There was a "genius" idea - why won´t we recycle the mol sieves ? Just put them in the drying oven, crank it to the activation temperature (for these around 400 °C), solvent will evaporate and it will be done.
So they did exactly this. And set off two firealarms in matter of 20 minutes :D :D
Solvents bind to the surface and pores of these zeolites very very strongly, and it is practically impossible to evaporate all of the solvents out of them. And as temperature rise, solvent start to decompose and smoke... Rendering this operation absolutely unusable :)
 
Adsorption of various organic substances to large surface areas of various carrier materials is very painful. I encounter this phenomena on a daily basis, since I perform heterogenous reactions very frequently. Zeolites (molecular sieves) and activaated carbon with whatever catalyst on the surface... Just as examples.

We had one story in our lab which happened many years ago including molecular sieves. As we needed very dry solvents to perform specific reactions, we needed to optimize the process of drying (work time vs. cost). Distillation of tetrahydrofuran or methanol/ethanol from sodium was effective, but tedious, wasteful and hazardous. On the other hand, molecular sieves worked like a charm, no distillation needed, just buy, pour in the solvent and let it sit for few days.
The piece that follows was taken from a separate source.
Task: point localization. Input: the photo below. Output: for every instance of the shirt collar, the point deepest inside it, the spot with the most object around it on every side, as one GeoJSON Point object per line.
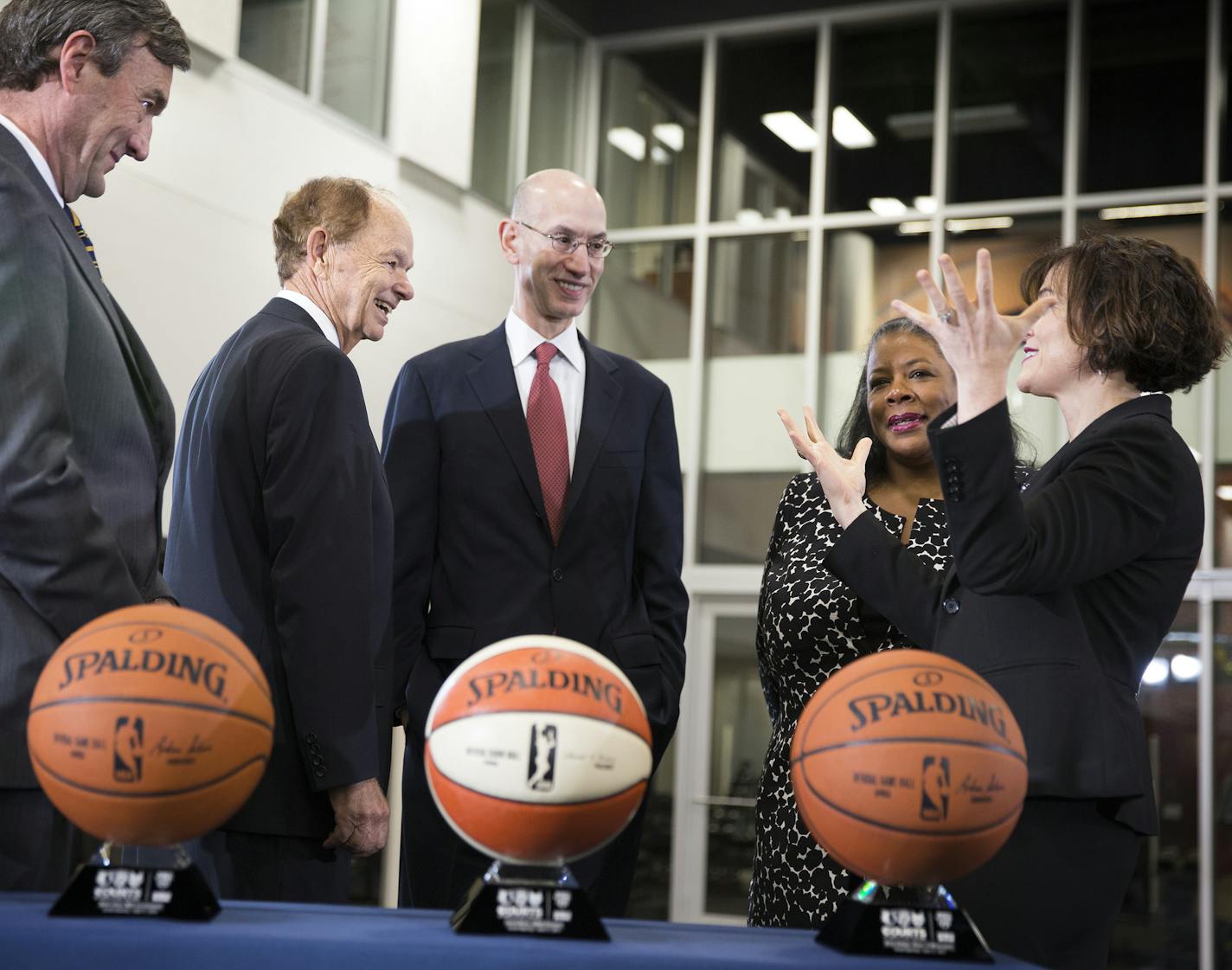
{"type": "Point", "coordinates": [36, 157]}
{"type": "Point", "coordinates": [313, 311]}
{"type": "Point", "coordinates": [523, 340]}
Only disadvantage was that good sieves were pricey...

There was a "genius" idea - why won´t we recycle the mol sieves ? Just put them in the drying oven, crank it to the activation temperature (for these around 400 °C), solvent will evaporate and it will be done.
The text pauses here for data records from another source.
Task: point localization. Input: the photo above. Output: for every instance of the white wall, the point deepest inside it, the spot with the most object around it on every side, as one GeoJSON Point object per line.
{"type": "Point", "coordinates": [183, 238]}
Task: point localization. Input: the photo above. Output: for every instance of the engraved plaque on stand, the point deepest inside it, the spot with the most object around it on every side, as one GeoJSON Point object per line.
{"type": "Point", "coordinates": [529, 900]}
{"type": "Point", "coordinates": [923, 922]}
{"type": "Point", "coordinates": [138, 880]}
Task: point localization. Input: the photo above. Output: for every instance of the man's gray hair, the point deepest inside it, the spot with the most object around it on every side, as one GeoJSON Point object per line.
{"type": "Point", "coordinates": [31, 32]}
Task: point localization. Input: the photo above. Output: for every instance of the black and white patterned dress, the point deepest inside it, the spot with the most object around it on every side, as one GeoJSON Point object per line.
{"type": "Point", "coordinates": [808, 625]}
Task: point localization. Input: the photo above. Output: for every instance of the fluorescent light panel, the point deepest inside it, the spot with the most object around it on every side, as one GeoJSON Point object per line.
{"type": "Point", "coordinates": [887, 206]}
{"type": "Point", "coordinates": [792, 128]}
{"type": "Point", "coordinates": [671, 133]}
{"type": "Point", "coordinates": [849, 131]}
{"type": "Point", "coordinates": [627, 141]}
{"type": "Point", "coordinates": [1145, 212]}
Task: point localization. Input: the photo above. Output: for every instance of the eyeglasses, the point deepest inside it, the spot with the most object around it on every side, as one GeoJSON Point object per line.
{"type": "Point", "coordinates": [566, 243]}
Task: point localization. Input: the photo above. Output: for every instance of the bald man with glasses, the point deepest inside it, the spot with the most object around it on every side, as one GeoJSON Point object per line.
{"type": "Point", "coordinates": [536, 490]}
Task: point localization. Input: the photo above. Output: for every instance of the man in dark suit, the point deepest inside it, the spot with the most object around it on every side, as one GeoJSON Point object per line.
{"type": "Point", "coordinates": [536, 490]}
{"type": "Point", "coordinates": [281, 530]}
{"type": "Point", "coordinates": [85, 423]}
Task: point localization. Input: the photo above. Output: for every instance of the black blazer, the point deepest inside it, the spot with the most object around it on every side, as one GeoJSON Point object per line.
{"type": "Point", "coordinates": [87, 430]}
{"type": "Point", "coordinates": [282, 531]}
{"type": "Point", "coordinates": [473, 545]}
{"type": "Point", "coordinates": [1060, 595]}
So they did exactly this. And set off two firealarms in matter of 20 minutes :D :D
Solvents bind to the surface and pores of these zeolites very very strongly, and it is practically impossible to evaporate all of the solvents out of them. And as temperature rise, solvent start to decompose and smoke... Rendering this operation absolutely unusable :)
You should have tried with steam. Steam has been used to regenerate sieves and activated carbon to great success.
 
You should have tried with steam. Steam has been used to regenerate sieves and activated carbon to great success.
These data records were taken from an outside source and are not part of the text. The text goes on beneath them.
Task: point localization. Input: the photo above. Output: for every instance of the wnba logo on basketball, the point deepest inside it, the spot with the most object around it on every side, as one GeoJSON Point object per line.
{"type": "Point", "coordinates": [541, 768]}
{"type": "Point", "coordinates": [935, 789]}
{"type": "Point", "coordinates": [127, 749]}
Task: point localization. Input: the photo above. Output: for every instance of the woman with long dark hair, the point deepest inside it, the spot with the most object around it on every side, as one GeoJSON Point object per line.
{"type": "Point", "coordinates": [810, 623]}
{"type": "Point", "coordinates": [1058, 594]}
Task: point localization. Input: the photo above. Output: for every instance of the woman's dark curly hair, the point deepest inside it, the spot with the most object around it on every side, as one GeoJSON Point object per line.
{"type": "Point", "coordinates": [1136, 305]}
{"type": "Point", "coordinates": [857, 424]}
Yeah, I know now. I "researched" this toppic among organic chemists on various other forums, and steam treatment, or repeated water washing is apparently common and effective practice. However, this one "smoky" experience was enough to persuade the persons in charge that no other "trials" will be tolerated. I somehow understand them, they are responsible for safety measures, and do not want to take any chances...

However, this "wonderful" idea wasn´t mine. I pointed my doubts about it before some bunch of other guys did what they did. I left the school and I am now working for private company, where this is not an issue anymore. Now, I am dealing with other challenges.